I wish I had the power to magically make everything simple and within reach. I am grateful for the trials and hardships that have to take place in order for myself and my family to appreciate what we have. I do wish that I knew all the answers ahead of time so that we could avoid anything that may become an unnecessary struggle, but I know that without that rough journey the end would not be as sweet as it could be.
I am starting up school again soon, and too frequently I feel a sting of guilt. It's going to be hard, I'm going to be busy and chances are I will be in an anxiety ridden state much more than I would care to be in. I don't want to feel like I am neglecting my baby and husband or the things that I take care of in our little family because of school. I know that with the endurance and motivation to follow through all the way to the end, this will be a vast blessing for our family. I don't know why I feel guilty about it; maybe because I feel like I had my chance and I messed up? That shouldn't be a reason though, should it? Life is about learning and most of the time that lesson is learned through mistakes. I made a mistake but because of the road I have been on between then and now, I know that I will savor the moment, and the moments to follow, my graduation.
I may feel guilty because of the loans that will have to be taken out for me to finish school, and there is no greater discomfort to me than a debt. I don't like to owe anyone and my stubborn streak prevents (through my choosing) me from asking for help. However, if I can find a great job with this degree that I am seeking, perhaps I will be an inspiration to other people who feel that they may have missed their chance to complete something and they will overcome their own pride and ask for the help to get them started.

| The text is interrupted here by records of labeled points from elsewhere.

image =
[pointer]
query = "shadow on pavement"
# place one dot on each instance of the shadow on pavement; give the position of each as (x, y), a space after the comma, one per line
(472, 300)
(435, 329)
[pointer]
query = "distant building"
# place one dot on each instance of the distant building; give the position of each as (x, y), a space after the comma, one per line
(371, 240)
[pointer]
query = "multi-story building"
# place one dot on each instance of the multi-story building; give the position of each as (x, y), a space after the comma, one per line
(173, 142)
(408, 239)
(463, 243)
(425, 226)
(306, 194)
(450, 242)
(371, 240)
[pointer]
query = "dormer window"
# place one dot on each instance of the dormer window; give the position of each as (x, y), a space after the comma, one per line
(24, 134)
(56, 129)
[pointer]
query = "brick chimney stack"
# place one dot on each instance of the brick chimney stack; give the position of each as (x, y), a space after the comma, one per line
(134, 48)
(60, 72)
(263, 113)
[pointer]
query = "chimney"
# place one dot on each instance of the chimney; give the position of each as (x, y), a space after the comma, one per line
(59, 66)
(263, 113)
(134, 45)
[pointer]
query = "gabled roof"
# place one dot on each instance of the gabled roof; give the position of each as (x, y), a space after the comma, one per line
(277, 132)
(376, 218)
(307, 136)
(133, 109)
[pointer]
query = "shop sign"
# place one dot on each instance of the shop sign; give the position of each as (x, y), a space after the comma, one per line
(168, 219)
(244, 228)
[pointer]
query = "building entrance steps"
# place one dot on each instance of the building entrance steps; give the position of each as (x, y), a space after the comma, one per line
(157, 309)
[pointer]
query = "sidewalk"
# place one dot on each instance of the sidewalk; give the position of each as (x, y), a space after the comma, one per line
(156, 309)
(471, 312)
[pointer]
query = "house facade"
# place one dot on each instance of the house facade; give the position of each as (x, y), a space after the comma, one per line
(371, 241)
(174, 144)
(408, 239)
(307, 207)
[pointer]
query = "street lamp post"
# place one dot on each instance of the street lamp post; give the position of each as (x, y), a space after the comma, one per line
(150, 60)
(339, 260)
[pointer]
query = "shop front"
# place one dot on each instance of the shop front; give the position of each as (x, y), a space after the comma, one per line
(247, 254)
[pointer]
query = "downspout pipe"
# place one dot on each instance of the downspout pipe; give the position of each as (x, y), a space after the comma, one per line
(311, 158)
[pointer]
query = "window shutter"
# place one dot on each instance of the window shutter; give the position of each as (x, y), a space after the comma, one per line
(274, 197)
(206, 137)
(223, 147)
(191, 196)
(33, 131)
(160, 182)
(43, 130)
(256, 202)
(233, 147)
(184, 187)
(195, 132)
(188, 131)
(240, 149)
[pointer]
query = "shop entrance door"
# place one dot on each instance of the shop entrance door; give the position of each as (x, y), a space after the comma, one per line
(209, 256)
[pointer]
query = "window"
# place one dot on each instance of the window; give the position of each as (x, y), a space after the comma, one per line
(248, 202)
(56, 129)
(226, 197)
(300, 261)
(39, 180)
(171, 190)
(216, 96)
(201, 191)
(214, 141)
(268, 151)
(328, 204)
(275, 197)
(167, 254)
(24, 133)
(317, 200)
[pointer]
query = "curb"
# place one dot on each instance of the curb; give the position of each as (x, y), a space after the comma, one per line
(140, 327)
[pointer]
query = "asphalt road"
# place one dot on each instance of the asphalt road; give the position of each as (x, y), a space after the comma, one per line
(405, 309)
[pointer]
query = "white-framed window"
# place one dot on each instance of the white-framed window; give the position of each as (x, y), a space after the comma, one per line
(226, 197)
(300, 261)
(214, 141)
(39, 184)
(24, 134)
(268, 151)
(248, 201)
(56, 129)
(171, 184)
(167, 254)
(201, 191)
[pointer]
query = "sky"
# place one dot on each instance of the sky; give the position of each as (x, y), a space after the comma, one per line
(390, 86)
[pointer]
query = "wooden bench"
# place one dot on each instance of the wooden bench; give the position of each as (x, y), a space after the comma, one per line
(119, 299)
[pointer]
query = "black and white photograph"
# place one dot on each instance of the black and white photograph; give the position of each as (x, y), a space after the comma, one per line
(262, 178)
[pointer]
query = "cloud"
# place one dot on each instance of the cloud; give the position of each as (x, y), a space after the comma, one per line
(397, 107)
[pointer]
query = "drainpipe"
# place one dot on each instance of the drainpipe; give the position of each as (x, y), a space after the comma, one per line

My husband has been out of college for nearly a year now. While he has been able to find a few different entry level Tech jobs, he has yet to find his dream job. I know that it takes time. I know that everyone has to work through the crappy jobs to get to the one they stick with for awhile, but I also know that living in a place that has next to no polynesian population and a very different way of thinking is difficult for him. Hell, it's difficult for me, too. Growing up in a place, but becoming an adult somewhere else can lead to a bit of a shock when you return to where you grew up. I love it here, but my exposure to such a diverse place has made it...foreign feeling at times. Rodney has been actively searching for another full time job in an IT position that will lead to a better situation, but connections these days can mean the difference between an ok job and a possibility of a career. I wish I knew how to help him get to that career that he loves.
That may be another factor in my guilt; Rodney could have a better chance of having those connections near family or friends, but I'm starting school and we are anchored here until I'm finished? I don't know. He is fully supportive and has never given the slightest hint of not wanting me to return to school but I overthink everything.
Maybe going back to school and being anchored somewhere for awhile is what we're supposed to do? I could have my BA in less than 3 years from now. That could be time to build up the experience and resume that he needs for that job out there, and it could happen around my graduation.
I know things will work out, I just wish I could know when.